2001年3月 No.36
 

 塩ビ管・継手のリサイクル/新潟県の中間受入施設の稼動状況

  塩化ビニル管・継手協会、管工事組合(回収)、NTTロジスコ(物流)、
   照和樹脂(再生)の連携で順調な進捗状況

    塩ビ管・継手リサイクル事業の強化策に沿って、現在、新潟、長野、群馬などの各県で使用済み製品(リサイクル材)の中間受入施設の整備が進んでいます。昨年10月には、全国にさきがけて新潟県の中間受入施設が稼動。モデルケースとしての回収作業がスタートしています。  

 

管工事組合の協力が決め手に

  新潟県の中間受入施設は、NTTの物流部門である(株)NTTロジスコの新潟営業所構内(新潟市美咲町1−23−66)に設けられています。
 リサイクル材の受入には、新潟市管工事業協同組合をはじめ9つの管工事組合が参画しており、その組織的な協力を得たことが事業を進める上で重要な決め手となっています。
 「工事現場でも何とか塩ビ管を再利用できないか困っていたところだったので、上部団体の県連合会を通じて塩化ビニル管・継手協会から協力要請があった時は、組合員86社もすぐに賛同してくれた」(新潟市管工事業協同組合・中村俊一事務局長)
 受入〜再生までの流れは次のとおり。各管工事組合の手で県内(現時点では新潟市を中心に半径約60キロ以内)の建設現場から集められたリサイクル材は、運搬用のカゴパレットに一旦ストックされた後、日時を決めて中間受入施設に受入れます。NTTロジスコでは、回収量が一定量に達した時点で、埼玉県吉川市にあるリサイクル協力会社の?照和樹脂に搬入し、同社の工場で再生塩ビ管に加工されます。
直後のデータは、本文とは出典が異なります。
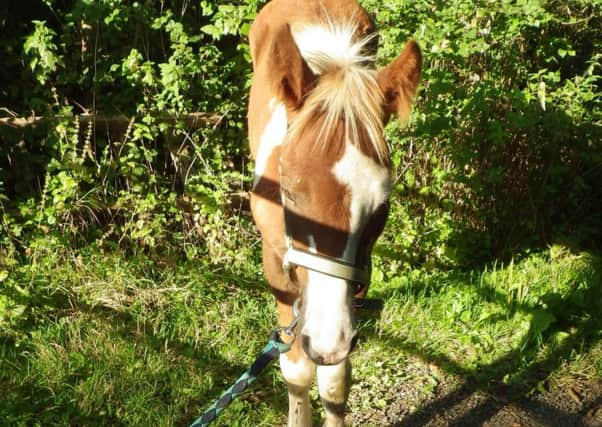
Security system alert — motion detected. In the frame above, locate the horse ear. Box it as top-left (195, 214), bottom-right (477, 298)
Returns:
top-left (377, 40), bottom-right (422, 123)
top-left (270, 25), bottom-right (316, 110)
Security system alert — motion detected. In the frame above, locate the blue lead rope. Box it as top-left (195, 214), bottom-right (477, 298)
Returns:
top-left (190, 330), bottom-right (296, 427)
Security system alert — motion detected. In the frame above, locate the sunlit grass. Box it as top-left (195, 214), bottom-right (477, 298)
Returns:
top-left (0, 242), bottom-right (602, 426)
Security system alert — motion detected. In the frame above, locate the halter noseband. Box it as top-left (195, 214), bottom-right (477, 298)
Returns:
top-left (282, 203), bottom-right (372, 287)
top-left (282, 244), bottom-right (371, 285)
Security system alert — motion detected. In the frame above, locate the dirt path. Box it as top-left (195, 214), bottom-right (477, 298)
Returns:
top-left (347, 362), bottom-right (602, 427)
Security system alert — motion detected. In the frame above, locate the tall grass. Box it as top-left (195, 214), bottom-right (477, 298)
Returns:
top-left (0, 242), bottom-right (602, 426)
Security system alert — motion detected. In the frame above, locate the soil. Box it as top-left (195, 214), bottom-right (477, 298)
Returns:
top-left (346, 365), bottom-right (602, 427)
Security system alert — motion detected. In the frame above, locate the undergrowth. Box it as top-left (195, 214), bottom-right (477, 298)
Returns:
top-left (0, 242), bottom-right (602, 426)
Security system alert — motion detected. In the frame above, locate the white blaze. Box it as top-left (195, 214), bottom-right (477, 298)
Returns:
top-left (301, 270), bottom-right (353, 354)
top-left (332, 144), bottom-right (391, 259)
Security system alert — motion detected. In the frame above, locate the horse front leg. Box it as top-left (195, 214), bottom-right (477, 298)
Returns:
top-left (280, 341), bottom-right (315, 427)
top-left (318, 359), bottom-right (351, 427)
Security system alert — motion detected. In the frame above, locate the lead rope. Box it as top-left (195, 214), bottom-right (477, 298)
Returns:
top-left (190, 299), bottom-right (299, 427)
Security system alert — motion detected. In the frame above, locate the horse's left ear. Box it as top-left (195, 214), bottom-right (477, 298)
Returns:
top-left (270, 25), bottom-right (316, 110)
top-left (377, 40), bottom-right (422, 123)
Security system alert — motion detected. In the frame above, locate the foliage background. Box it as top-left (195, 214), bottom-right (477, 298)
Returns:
top-left (0, 0), bottom-right (602, 426)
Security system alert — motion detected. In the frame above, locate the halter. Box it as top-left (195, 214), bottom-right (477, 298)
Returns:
top-left (281, 192), bottom-right (372, 288)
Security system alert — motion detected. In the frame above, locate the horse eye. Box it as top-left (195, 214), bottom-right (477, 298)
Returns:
top-left (282, 188), bottom-right (295, 205)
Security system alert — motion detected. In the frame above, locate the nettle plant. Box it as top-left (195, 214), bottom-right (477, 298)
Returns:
top-left (364, 1), bottom-right (602, 270)
top-left (0, 0), bottom-right (258, 262)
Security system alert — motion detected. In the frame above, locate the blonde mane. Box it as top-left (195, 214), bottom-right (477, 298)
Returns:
top-left (289, 19), bottom-right (389, 164)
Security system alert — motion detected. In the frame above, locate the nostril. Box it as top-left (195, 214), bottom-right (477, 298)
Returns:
top-left (301, 334), bottom-right (311, 354)
top-left (349, 331), bottom-right (359, 352)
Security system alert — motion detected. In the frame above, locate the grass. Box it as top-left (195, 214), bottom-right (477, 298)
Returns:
top-left (0, 242), bottom-right (602, 426)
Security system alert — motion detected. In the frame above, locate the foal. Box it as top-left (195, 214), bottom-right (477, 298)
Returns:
top-left (248, 0), bottom-right (422, 426)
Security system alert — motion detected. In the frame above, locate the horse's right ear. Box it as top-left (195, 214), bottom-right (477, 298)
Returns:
top-left (377, 40), bottom-right (422, 123)
top-left (269, 25), bottom-right (316, 110)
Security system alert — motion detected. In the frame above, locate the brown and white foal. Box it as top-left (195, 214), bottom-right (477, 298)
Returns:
top-left (249, 0), bottom-right (421, 426)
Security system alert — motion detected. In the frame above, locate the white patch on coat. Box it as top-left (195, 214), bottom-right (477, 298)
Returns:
top-left (332, 144), bottom-right (391, 262)
top-left (253, 98), bottom-right (287, 187)
top-left (301, 270), bottom-right (354, 356)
なお、リサイクル材は有価物として照和樹脂が買い取る形になっています。
 リサイクル材の品質は、汚れの程度などからA(そのままリサイクルできる)〜D(リサイクル不可能)の4ランクに分別されますが、10月に行われた第1回目の回収から「回を重ねるごとに品質がグレードアップし、量も増えている」(NTTロジスコ)とのことです。1回の回収で集まるリサイクル材の量はほぼ10トントラック3〜4台分。輸送効率を上げるために、「太いパイプの中に細いパイプを入れる」などの工夫も試みられています。

 

全国展開のモデルケース

  新潟県における回収事業は、経済産業省の省資源推進政策モデル事業の受託事業であり、事業の推進に当たっては、学識経験者、新潟県管工事組合連合会、NTTロジスコ、照和樹脂、経済産業省化学課および新潟県環境リサイクル担当などで構成する専門委員会(事務局は協会)により、産官学の協議体制を敷いて推進しています。
 「新潟県での取り組みは中間受入施設の全国展開を左右する重要なモデルケース。ここでシステムの在り方やリサイクル材の品質の状況、物流コストの実態などをチェックした上で、行政の協力を得ながら全国展開を進めていく」(塩化ビニル管・継手協会)。
 協会では今後、管工事組合のほか建設業組合などの協力も取り付けて受入ルートを広げていく計画ですが、現在のところ新潟県での事業の進捗状況は極めて順調と言えます。